Member of the Legislative Yuan
- In office 1 February 1984 – 31 January 2002
- Constituency: Yunlin County

Personal details
- Born: 1 June 1938 Taipei, Taiwan
- Died: 20 June 2012 (aged 74) Zhongzheng, Taipei, Taiwan
- Party: Kuomintang
- Education: National University of Tainan National Taiwan Normal University Chinese Culture University
- Occupation: Politician

= Liao Fu-pen =

Taiwanese politician (1938–2012)

Liao Fu-pen (廖福本 (Liào Fúběn); 1 June 1938 – 20 June 2012) was a Taiwanese politician who served in the Legislative Yuan from 1984 to 2002.

==Education==
Liao studied at National University of Tainan and National Taiwan Normal University before earning a master's degree from Chinese Culture University. He then became a teacher.

==Political career==
Liao was first seated to the Legislative Yuan in 1984, as a member of the Kuomintang. He considered joining the People First Party shortly after its formation in 2000, but remained affiliated with the KMT throughout his time in office. In August 2000, prosecutors searched properties owned by Liao, as he was suspected of selling fake shares of Chi Mei Optoelectronics Corporation. The investigation was slated to continue at Liao's legislative office in Taipei, but President of the Legislative Yuan Wang Jin-pyng barred such a search. Liao was indicted on charges of graft related to the Chi Mei case in February 2001. In November, separate charges of check fraud were brought against Liao.

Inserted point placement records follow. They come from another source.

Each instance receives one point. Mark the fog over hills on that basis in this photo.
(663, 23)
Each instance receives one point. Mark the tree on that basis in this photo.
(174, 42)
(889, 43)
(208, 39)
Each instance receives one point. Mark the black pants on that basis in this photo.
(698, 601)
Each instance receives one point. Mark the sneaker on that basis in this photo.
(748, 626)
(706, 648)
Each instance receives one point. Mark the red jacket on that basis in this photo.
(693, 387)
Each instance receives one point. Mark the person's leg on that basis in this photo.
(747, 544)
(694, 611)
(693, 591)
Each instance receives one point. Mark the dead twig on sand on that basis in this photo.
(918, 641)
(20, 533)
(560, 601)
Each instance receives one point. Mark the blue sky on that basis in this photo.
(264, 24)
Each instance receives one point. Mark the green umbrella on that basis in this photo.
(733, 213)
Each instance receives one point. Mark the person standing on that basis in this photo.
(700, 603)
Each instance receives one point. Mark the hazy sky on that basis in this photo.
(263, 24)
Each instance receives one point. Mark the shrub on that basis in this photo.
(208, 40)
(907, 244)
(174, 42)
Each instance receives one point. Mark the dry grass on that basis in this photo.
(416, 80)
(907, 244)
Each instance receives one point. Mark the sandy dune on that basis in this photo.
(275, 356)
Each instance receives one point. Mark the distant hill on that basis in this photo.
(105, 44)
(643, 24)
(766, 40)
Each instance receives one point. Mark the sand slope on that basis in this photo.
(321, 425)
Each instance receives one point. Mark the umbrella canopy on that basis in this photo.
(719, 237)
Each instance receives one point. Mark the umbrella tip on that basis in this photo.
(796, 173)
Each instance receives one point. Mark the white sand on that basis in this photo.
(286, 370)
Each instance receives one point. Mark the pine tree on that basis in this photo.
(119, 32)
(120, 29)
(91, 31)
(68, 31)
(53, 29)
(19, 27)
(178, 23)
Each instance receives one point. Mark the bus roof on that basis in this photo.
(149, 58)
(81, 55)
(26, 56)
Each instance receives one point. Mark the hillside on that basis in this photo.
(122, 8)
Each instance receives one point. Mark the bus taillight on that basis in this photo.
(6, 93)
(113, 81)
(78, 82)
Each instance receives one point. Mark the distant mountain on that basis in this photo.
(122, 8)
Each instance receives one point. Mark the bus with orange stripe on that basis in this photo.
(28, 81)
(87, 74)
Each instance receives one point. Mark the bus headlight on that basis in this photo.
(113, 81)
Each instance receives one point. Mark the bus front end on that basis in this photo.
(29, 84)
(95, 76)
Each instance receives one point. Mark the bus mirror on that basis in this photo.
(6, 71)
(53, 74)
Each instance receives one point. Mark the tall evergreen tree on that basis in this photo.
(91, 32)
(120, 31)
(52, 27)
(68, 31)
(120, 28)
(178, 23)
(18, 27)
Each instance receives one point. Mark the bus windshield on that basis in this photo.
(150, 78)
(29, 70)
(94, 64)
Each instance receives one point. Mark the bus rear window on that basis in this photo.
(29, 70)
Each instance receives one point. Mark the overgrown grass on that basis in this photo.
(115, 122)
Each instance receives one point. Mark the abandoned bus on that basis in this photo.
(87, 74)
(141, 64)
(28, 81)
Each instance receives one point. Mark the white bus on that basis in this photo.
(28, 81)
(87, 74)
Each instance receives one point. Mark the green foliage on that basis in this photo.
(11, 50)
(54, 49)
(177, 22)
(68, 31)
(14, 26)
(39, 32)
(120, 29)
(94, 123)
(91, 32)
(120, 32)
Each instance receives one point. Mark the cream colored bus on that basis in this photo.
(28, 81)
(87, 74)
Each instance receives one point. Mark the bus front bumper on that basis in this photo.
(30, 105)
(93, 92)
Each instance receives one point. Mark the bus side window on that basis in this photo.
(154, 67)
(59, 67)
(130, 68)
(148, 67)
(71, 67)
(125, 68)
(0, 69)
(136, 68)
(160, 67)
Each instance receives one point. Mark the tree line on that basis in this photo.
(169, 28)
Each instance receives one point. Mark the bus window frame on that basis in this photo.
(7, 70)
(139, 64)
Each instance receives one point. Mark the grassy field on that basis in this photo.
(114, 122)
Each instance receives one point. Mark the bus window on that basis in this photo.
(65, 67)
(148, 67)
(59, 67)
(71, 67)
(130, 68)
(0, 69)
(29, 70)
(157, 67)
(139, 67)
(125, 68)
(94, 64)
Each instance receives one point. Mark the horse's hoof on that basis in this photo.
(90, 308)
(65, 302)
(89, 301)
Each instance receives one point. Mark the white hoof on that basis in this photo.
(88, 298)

In 2007, Liao was brought in for questioning on a third case dating back to 1998, involving bribes distributed by the National Chinese Herbal Apothecary Association. He was subsequently indicted and charged with bribery in January 2008. The Taipei District Court sentenced Liao to eight and a half years imprisonment in January 2009. Additionally, his civil rights were suspended for six years. The court also ruled that Liao was to return NT$6 million to the association. Upon appeal to the Taiwan High Court, Liao's sentence was upheld. He was granted medical parole in November 2011, and died at the age of 74 on 20 June 2012 of multiple organ failure while seeking treatment at National Taiwan University Hospital. All charges against Liao were thrown out in August 2012, because he had died during the court proceedings.